Here are a few Ingersoll ideas taken from the speech cited above: Love and pity are the children of the imagination…without passion there is no virtue…the really passionate are the virtuous. Art has nothing directly to do with morality or immorality. It is its own excuse for being; it exists for itself…Morality is the harmony between act and circumstance. It is the melody of conduct. A wonderful statue is the melody of proportion. A great picture is the melody of form and color. A great statue does not suggest labor; it seems to have been created as a joy. A great painting suggests no weariness and no effort; the greater, the easier it seems. So a great and splendid life seems to have been without effort. There is in it no idea of obligation, no idea of responsibility or of duty. The idea of duty changes to a kind of drudgery that which should be, in the perfect man, a perfect pleasure.

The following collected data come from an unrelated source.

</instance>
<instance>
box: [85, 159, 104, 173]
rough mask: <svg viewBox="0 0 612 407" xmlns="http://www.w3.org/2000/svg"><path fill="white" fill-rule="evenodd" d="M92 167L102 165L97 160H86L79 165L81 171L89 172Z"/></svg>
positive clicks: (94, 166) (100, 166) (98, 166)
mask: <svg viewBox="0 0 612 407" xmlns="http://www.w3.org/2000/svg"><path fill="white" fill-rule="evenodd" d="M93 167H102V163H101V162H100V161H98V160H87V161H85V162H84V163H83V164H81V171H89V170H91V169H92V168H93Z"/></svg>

Adopting sustainability as integral to a lifestyle shaped and fine-tuned over the allotted adult years of life, with attitudes and habits, commitments and contributions reflecting a passion for personal excellence and integrity for The Commons-such is the art of REAL wellness living.
What is artful living in the spirit of sustainability? It is simply living artfully. It is choosing to respect and contribute to the viability of the larger realm-the ecology of nature and society. Artful living invites reason, exuberance, athleticism and liberty in forms as varied as passion, zest, dreams, heroism, triumph and love. Sustainability involves our brain, the “secular soul” or the spirit in our being-all uniquely shaped by our own observations and interpretations. Ideally, we put all this together in the way we live each day-and we do it little by little, bit by bit, over time.
But again, I ask, “What would Ingersoll think?” Happily, his words still have the power and beauty to speak to us today on lifestyle art and sustainability. His soaring language, an art of a most magical quality, provides a noble view of REAL wellness as art. These words can excite our own passions for ecology. These words suggest REAL wellness as an art form. How better to conclude a commentary on art, sustainability and wellness than Ingersoll’s own summation in “Art And Morality” in 1888?
Art in its highest forms increases passion, gives tone and color and zest to life…Art creates, combines, and reveals. It is the highest manifestation of thought, of passion, of love, of intuition…Art civilizes because it enlightens, develops, strengthens, ennobles. It deals with the beautiful, with the passionate, with the ideal. Every brain is a gallery of art, and every soul is, to a greater or less degree, an artist. The pictures and statues that now enrich and adorn the walls and niches of the world, as well as those that illuminate the pages of its literature, were taken originally from the private galleries of the brain. The soul — that is to say the artist, compares the pictures in its own brain with the pictures that have been taken from the galleries of others and made visible. This soul, this artist, selects that which is nearest perfection in each, takes such parts as it deems perfect, puts them together, forms new pictures, new statues, and in this way creates the ideal. To express desires, longings, ecstasies, prophecies and passions in form and color; to put love, hope, heroism and triumph in marble; to paint dreams and memories with words; to portray the purity of dawn, the intensity and glory of noon, the tenderness of twilight, the splendor and mystery of night, with sounds; to give the invisible to sight and touch, and to enrich the common things of earth with gems and jewels of the mind — this is art.